What were the most useful “gifts” the mobile industry received in 2007? I’m enthused about the big breakthrough in broadband video this year. Not long ago, the idea that people would actually watch video, much less TV programs, on their PC seemed ludicrous. This year, that’s all been proven wrong. That’s good news for the mobile industry, which is following the same path to wide adoption. Ed Zwick and Marshall Herskovitz’s “quarterlife” was another gift: although it’s a broadband show, not a mobile show, these two savvy Hollywood producers showed everyone else how it’s done. High production values; guild signatories; stories that attract an audience. Listen up, mobile producers.

What were the most popular “gifts” mobile consumers received in 2007? Yes, I chastized Apple, but I also need to give them kudos. Although I was a hater, I have to say that the Apple iPhone was truly a great gift. Everyone I know who has one, loves it madly. Doesn’t that say it all? Apple has really set the bar for the competition. I think a series like “Afterworld” was another gift: made simply so it can easily conform to any handset’s requirements, this series is pretty much the “digital crack” that its creator wanted it to be. Aside from that, I would say that 2007 was a pretty sad year from the point of view of the consumer, who really got the same not-so-great level of service combined with high prices and a chaotic landscape for content offerings.

What were the newsworthy events of the year? The demise of the Disney MVNO was big news. If Disney—one of the most powerful brands in the world—can’t make an MVNO work, who can? Combined with the demise of Amp’d and ESPN’s MVNO, the Disney disconnect leaves MVNOs in a perilous position at the end of 2007. Google’s Android platform is also exciting. Although now it’s merely an SDK (software developers kit), that’s still exciting to me. SDKs bring brilliant Bulgarian math grad students out of the woodwork. This Open Handset Alliance move is a step in the right direction. Also of interest: I read that recent research shows that college students’ number-one Web destination is….social networks. Not porn, which usually drives any new media platform. Social networking it is, then. Nota bene, mobile content producers.

What’s on your wishlist for 2008? I’d like to see the carriers market their mobile content more aggressively. I’d like to see more handsets competitive with the iPhone. I’d like to see the 700 MHz spectrum auction stir things up in a way that speeds the dismantling of the walled garden. And I’d like to see more definitive research on mobile audiences, which results in more impetus for advertising-sponsored content.

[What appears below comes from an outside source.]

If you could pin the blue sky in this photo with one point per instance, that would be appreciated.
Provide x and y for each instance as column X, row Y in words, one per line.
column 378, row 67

Share your predictions for 2008. It’s going to be an interesting year. Verizon’s bid to create an “open” network is just one salvo in the evolution of the struggle between the closed and open networks. The 700 MHz auction will liven things up, but the carriers will work hard to maintain their position. The consumer will continue to be lost in the shuffle…for now. Although I don’t believe that at least the first half of 2008 will show any mobile TV breakthroughs, by the last quarter of 2008, we may be able to reap some of the benefits of a rocky start to the year.